Con il Natale si celebra la nascita di Gesù, detto “il Cristo” perché Messia che, secondo la tradizione cristiana, è stato inviato sulla Terra da Dio. Ecco perché il Papa, nella messa della vigilia, ha detto: “Stanotte l’amore di Dio si è mostrato a noi: è Gesù. In Gesù l’Altissimo si è fatto piccolo, per essere amato da noi. In Gesù Dio si è fatto Bambino, per lasciarsi abbracciare da noi. Ma possiamo ancora chiederci perché San Paolo chiama la venuta nel mondo di Dio ‘grazia’? Per dirci che è completamente gratuita. Mentre qui in terra tutto pare rispondere alla logica del dare per avere, Dio arriva gratis. Il suo amore non è negoziabile: non abbiamo fatto nulla per meritarlo e non potremo mai ricompensarlo”.
E’ proprio nel concetto di amore e di esperienza partendo dal “piccolo”, che si trovano alcune chiavi di interpretazioni del Natale. “Diventare dono è dare senso alla vita. Ed è il modo migliore per cambiare il mondo: noi cambiamo, la Chiesa cambia, la storia cambia quando cominciamo non a voler cambiare gli altri, ma noi stessi, facendo della nostra vita un dono”, spiega il Pontefice. Un Natale contrassegnato dunque dall’impegno ‘comunitario’ . Un impegno che quotidianamente si può tradurre anche in una forte spinta al dialogo interculturale attraverso l’accoglienza dei migranti.

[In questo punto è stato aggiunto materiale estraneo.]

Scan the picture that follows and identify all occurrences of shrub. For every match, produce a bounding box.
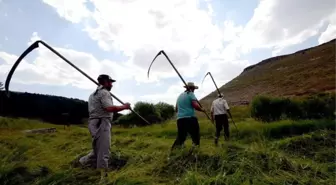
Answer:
[284,99,304,120]
[251,96,286,122]
[251,93,336,122]
[155,102,175,120]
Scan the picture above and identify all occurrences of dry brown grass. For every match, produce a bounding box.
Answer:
[201,39,336,105]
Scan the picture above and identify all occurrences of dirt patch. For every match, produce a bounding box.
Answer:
[71,152,129,170]
[0,166,50,185]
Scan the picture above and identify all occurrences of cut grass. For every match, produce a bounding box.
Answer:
[0,118,336,185]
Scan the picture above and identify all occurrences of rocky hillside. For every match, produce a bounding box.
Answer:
[201,39,336,105]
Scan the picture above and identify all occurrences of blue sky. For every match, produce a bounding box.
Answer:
[0,0,336,108]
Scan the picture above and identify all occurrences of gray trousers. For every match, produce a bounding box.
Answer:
[79,118,111,169]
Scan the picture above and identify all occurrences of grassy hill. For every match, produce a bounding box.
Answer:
[201,39,336,105]
[0,117,336,185]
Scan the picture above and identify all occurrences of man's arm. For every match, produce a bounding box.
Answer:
[224,100,232,119]
[210,102,215,121]
[188,92,204,112]
[101,91,131,112]
[191,100,204,112]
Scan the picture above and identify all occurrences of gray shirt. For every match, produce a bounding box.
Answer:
[88,86,113,121]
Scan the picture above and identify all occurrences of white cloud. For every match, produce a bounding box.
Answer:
[45,0,222,81]
[318,13,336,44]
[43,0,90,23]
[239,0,336,52]
[0,0,336,105]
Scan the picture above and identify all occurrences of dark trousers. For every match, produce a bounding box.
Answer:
[215,114,230,140]
[172,117,200,149]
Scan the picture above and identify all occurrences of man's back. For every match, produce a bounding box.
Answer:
[176,92,196,119]
[211,98,229,115]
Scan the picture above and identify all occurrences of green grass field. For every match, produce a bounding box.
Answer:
[0,115,336,185]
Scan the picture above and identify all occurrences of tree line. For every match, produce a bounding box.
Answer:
[0,90,121,125]
[251,93,336,122]
[0,82,175,127]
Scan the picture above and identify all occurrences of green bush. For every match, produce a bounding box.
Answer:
[251,96,286,122]
[284,99,304,120]
[155,102,175,120]
[251,93,336,122]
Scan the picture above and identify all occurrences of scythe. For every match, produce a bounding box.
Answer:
[147,50,212,123]
[5,40,150,124]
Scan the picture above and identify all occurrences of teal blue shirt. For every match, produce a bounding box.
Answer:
[176,92,197,119]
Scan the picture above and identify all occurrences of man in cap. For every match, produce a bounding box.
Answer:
[211,94,232,145]
[172,82,204,149]
[79,74,130,182]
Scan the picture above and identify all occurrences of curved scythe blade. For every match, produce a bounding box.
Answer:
[5,40,150,125]
[202,72,221,94]
[5,41,39,97]
[147,50,163,78]
[202,72,210,84]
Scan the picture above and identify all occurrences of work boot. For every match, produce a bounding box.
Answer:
[215,138,218,146]
[99,169,108,185]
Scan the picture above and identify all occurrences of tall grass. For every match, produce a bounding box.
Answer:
[0,118,336,185]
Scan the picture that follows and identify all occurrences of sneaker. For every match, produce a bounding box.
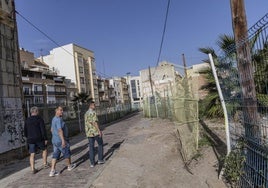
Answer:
[49,170,60,177]
[43,163,50,169]
[67,163,76,171]
[98,160,104,164]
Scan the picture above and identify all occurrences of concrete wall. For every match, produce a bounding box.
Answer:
[0,0,25,154]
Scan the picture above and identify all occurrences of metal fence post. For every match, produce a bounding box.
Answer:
[208,54,231,155]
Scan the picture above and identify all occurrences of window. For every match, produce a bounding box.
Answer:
[80,77,85,84]
[34,96,44,104]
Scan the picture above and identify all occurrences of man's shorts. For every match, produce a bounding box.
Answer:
[28,141,47,153]
[52,142,71,159]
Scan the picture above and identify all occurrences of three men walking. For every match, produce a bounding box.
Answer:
[24,101,104,177]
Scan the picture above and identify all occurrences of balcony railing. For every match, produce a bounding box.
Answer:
[33,91,44,95]
[47,91,66,95]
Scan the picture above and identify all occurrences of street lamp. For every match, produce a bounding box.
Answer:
[77,101,82,133]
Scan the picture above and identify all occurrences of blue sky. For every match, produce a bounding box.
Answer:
[15,0,268,76]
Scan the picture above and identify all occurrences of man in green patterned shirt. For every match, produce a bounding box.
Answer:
[85,101,104,167]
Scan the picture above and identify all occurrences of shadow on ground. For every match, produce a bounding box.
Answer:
[199,120,227,175]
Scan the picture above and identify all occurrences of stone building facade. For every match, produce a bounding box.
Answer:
[0,0,25,154]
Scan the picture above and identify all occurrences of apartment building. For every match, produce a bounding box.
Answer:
[97,78,109,107]
[42,44,99,106]
[109,77,131,106]
[187,63,210,99]
[20,49,67,108]
[126,76,142,109]
[140,61,183,98]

Nel Cortile del Belvedere, in Vaticano, sono stati esposti una croce e un giubbotto salvagente di un migrante scomparso a luglio per ricordare chi tenta la traversata del Mediterraneo. La Santa Sede da tempo sta sostenendo le politiche legate ai ‘corridoi umanitari’, cercando di dare il proprio peso a quel messaggio universale di Cristo, che va oltre il credo religioso. Per il Papa salvare ogni vita umana, “è un dovere morale che unisce credenti e non credenti”, ha detto accogliendo nei giorni scorsi 33 rifugiati provenienti dall’isola di Lesbo, in Grecia, e arrivati a Roma grazie un corridoio umanitario. Proprio a Lesbo, nel campo profughi di Moria, ci sono 14 mila migranti. “Come possiamo non ascoltare il grido disperato di tanti fratelli e sorelle che preferiscono affrontare un mare in tempesta piuttosto che morire lentamente nei campi di detenzione libici, luoghi di tortura e schiavitù ignobile. Come possiamo rimanere indifferenti di fronte agli abusi e alle violenze di cui sono vittime innocenti, lasciandoli alle mercé di trafficanti senza scrupoli. Come possiamo “passare oltre”, come il sacerdote e il levita della parabola del Buon Samaritano, facendoci così responsabili della loro morte. La nostra ignavia è peccato!”, aveva detto.